NASL concludes memorable news day with strangest soccer trade ever | SIDELINE
On Tuesday, we relayed some pretty major news out of the North American Soccer League (NASL), that former MLS and US national team star and current FOX Sports soccer analyst Eric Wynalda took over the head coaching duties for the Atlanta Silverbacks ... sort of.
That should have gone down as the strangest news of the day in the NASL. Extra emphasis on "should have."
Wynalda was upstaged in a big way, though, when a report the American soccer blog 90 Minutes Strong revealed the details of perhaps the most bizarre trade in soccer history late Tuesday night.
The Fort Lauderdale Strikers executed a trade that sent Walter Restrepo — a player who scored six league goals and assisted on eight others in 2012 — to the San Antonio Scorpions in exchange for hotel and transportation arrangements during the club's trip to the Lone Star State for a game this coming June.
We did not make that up.
The Crockett Hotel, a business partner of the Scorpions, would otherwise charge $169 per night during the days in question to put two men to a room. Take that times a dozen, to account for at least 24 members of the organization — players, coaches, medical staff, etc. — and it comes out to $2,028 per night, which brings the total value of the lodging portion of the trade to $4,056.
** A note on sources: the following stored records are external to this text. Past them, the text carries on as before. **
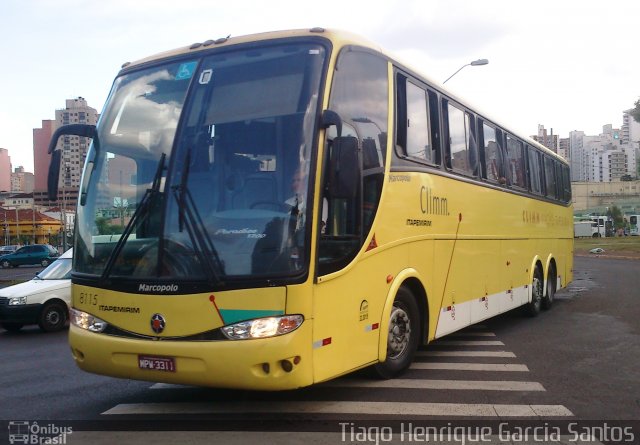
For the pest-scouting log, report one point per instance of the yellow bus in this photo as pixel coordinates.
(276, 210)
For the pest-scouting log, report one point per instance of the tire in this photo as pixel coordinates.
(53, 317)
(547, 300)
(12, 327)
(532, 308)
(403, 336)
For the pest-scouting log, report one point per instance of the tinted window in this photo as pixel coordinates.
(516, 163)
(549, 177)
(492, 156)
(418, 144)
(359, 94)
(566, 180)
(461, 157)
(534, 171)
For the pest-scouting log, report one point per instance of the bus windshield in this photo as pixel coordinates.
(200, 169)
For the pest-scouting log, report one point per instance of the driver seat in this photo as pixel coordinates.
(257, 187)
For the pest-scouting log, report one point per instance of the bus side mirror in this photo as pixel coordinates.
(331, 118)
(344, 168)
(83, 130)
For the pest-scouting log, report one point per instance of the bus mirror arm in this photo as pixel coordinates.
(83, 130)
(330, 118)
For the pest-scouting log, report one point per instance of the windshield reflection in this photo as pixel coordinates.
(60, 269)
(232, 200)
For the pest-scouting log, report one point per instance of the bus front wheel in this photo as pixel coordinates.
(403, 335)
(537, 293)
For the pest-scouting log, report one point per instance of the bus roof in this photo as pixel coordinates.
(339, 38)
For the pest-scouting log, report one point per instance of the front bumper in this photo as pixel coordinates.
(22, 313)
(243, 364)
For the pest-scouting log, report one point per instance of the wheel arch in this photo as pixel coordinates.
(551, 267)
(535, 264)
(410, 278)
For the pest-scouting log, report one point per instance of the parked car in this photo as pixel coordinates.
(8, 249)
(44, 300)
(42, 254)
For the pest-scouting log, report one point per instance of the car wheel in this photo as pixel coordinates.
(403, 336)
(533, 307)
(12, 327)
(53, 317)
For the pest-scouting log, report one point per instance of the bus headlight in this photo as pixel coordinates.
(263, 327)
(87, 321)
(15, 301)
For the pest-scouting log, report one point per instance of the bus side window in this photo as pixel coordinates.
(360, 96)
(516, 163)
(491, 157)
(460, 141)
(549, 177)
(535, 173)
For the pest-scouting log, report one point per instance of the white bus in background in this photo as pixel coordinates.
(634, 229)
(601, 226)
(582, 229)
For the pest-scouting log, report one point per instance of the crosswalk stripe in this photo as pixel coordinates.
(501, 354)
(468, 343)
(471, 334)
(343, 407)
(469, 385)
(471, 366)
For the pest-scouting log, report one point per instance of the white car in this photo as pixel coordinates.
(44, 300)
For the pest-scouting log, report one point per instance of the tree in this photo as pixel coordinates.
(636, 111)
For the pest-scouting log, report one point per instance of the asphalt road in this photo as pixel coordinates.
(580, 360)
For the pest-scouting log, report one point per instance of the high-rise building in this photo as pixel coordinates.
(74, 148)
(563, 148)
(576, 140)
(548, 140)
(630, 137)
(41, 158)
(21, 181)
(602, 158)
(5, 170)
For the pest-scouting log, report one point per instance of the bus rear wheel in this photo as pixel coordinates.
(403, 335)
(533, 307)
(547, 301)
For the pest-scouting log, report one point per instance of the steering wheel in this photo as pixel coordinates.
(271, 205)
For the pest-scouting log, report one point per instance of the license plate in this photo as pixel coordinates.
(154, 363)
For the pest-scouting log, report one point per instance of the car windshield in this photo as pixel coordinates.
(60, 269)
(231, 199)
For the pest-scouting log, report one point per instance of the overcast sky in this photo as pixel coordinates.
(570, 65)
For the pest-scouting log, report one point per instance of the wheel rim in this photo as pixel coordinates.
(551, 290)
(536, 297)
(399, 332)
(53, 318)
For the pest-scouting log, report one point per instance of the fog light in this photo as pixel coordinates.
(287, 366)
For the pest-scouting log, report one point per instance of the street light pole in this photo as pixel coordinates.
(474, 63)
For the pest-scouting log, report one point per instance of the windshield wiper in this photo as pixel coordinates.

As for the transportation, Shark Limo lists no service prices anywhere on their website.
If you're questioning the validity of this story — totally understandable — have a look at the press release on the Scorpions' official webiste with quotes at the bottom from club president Howard Cornfield:
"The Scorpions would also like to thank Bill Brendel of the Crockett Hotel and Mark Thronson of Shark Limo, two long-term, great partners, for their incredible assistance. It was only through their assistance that we were able to get this deal done."
If you're the Strikers and you desperately need a place to crash, do you make this deal? How about if you're the Scorpions? No-brainer, right? But, most of all, how do you feel if you're Restrepo?